"Dan Simmons schreibt wie ein Gott! Ich kann kaum sagen, wie
sehr ich ihn beneide." -- Stephen King
"Simmons ist ein faszinierender Autor, dessen schier
unerschöpfliche Fantasie sich nach Horror und Science Fiction nun
dem historischen Roman zugewandt hat, dem er mit irritierend
schaurigen Einsprengseln zu neuen Dimensionen verhilft. (...) Für
Leser, die sich mit Abenteuerlust in ein umfangreiches Werk
stürzen, bietet Dan Simmons reiche Beute. Ein starkes Stück
spekulativer Literatur." -- Westfälische Rundschau über
"Drood"
"Eine unglaubliche Mischung aus Biografie, Sittengemälde und
gepflegtem Grusel. Wow!" -- Petra (Fantasy-Extra) über
"Drood"
Ein Roman wie ein Sog - Dan Simmons zieht uns in die dunklen
Abgründe Londons im 19. Jahrhundert und lüftet eines der größten
Geheimnisse der Literaturgeschichte
London im Juni 1865: Bei einem dramatischen Eisenbahnunglück finden
etliche Menschen den Tod. Unter den Überlebenden ist der
bedeutendste Schriftsteller seiner Zeit, Charles Dickens. Doch nach
diesem Ereignis ist Dickens nicht mehr derselbe: Wie besessen macht
er sich auf die Suche nach einem mysteriösen Mann namens Drood.

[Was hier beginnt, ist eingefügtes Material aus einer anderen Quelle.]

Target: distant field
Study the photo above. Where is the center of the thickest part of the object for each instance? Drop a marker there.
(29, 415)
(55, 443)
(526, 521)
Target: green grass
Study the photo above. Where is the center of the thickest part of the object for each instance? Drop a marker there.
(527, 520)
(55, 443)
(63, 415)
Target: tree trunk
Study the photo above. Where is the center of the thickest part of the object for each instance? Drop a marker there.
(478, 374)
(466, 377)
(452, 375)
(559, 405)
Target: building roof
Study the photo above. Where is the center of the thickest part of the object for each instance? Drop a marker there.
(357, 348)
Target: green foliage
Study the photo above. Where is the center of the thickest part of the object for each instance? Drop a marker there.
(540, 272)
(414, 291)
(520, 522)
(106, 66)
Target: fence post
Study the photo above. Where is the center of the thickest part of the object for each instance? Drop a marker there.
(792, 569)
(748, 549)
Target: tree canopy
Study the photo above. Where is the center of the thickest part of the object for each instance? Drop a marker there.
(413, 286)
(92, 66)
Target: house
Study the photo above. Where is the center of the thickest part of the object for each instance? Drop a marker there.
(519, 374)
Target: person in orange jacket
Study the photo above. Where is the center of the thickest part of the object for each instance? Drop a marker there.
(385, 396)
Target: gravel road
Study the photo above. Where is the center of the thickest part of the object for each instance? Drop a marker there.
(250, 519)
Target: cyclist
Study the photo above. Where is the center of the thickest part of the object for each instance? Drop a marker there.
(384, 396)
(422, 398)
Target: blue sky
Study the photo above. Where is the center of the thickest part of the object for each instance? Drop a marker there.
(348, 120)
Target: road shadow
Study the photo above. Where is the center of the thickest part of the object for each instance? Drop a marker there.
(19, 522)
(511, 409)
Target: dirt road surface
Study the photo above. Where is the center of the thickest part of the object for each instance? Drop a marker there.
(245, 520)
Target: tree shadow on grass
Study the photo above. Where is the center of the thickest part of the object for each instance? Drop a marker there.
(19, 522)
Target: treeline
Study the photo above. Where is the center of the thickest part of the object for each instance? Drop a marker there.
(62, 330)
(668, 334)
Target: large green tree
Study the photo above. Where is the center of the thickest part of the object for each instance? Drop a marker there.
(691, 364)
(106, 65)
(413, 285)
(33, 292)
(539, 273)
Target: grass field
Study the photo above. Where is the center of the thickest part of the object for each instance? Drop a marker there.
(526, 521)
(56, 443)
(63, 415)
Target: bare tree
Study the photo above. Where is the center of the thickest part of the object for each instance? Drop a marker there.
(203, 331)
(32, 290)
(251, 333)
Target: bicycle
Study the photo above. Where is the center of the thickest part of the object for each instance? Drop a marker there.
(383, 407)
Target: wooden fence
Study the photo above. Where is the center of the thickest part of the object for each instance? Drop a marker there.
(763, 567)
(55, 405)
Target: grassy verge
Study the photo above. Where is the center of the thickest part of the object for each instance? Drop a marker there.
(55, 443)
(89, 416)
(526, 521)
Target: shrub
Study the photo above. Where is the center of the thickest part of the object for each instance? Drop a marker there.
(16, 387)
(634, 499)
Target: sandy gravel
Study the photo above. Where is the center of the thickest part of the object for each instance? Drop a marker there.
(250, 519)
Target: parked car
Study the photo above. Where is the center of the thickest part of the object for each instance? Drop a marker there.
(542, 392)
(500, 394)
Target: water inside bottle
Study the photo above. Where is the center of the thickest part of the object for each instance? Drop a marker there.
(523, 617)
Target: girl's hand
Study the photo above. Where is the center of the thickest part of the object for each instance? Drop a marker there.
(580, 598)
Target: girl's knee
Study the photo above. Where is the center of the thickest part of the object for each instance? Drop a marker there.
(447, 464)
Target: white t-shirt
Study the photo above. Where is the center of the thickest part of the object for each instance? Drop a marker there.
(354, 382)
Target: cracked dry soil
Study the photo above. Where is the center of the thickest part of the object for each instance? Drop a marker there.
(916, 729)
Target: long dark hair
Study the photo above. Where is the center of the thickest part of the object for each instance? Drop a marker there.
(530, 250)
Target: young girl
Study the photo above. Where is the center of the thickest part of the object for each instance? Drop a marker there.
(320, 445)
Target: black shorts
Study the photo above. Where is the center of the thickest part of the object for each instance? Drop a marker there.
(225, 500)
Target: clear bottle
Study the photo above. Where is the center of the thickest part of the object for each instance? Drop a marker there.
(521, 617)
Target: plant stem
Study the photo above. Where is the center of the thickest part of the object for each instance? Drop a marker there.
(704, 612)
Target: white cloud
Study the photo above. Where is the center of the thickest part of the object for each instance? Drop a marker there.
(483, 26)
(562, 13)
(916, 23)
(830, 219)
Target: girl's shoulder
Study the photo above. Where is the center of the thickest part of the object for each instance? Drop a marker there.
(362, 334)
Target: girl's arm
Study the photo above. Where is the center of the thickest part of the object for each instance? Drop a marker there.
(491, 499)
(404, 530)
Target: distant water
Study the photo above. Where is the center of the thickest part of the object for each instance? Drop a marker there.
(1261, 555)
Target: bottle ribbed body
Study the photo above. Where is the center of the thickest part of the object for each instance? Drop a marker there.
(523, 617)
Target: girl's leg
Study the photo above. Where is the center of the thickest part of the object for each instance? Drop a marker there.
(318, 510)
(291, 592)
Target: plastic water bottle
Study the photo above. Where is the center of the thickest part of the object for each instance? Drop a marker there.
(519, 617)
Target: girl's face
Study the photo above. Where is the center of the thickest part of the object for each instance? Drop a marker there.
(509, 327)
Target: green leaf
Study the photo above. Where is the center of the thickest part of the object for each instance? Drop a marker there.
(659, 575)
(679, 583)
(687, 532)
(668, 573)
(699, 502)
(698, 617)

Aber wer oder was ist Drood wirklich? Und kann es sein, dass
Charles Dickens in seinen letzten Lebensjahren zum kaltblütigen
Mörder wird?
Mit 'Drood' lässt Bestsellerautor Dan Simmons eine der
faszinierendsten Epochen der Geschichte lebendig werden: die Zeit
des viktorianischen Londons mit seinen gasbeleuchteten Straßen,
seinen düsteren Spelunken, seiner Faszination für alles
Spirituelle. Dies ist die Zeit von Charles Dickens, der bis heute
als einer der größten englischen Schriftsteller überhaupt gilt und
uns mit Meisterwerken wie 'David Copperfield' oder
'Oliver Twist' unvergessliche Lesestunden beschert hat.
Aber Dickens hat noch eine andere, dunkle Seite, die zum Vorschein
kommt, als er am 9. Juni 1865 ein Eisenbahnunglück nur mit knapper
Not überlebt. Seit diesem Tag ist er kaum wiederzuerkennen: Immer
öfter taucht er in die Londoner Unterwelt ab, besessen von einem
Mann mit dem merkwürdigen Namen Drood. Diesem Mann ist er bei dem
Eisenbahnunglück begegnet, und es scheint Dickens, als ob Drood
kein gewöhnlicher Mensch ist, sondern der Tod selbst ...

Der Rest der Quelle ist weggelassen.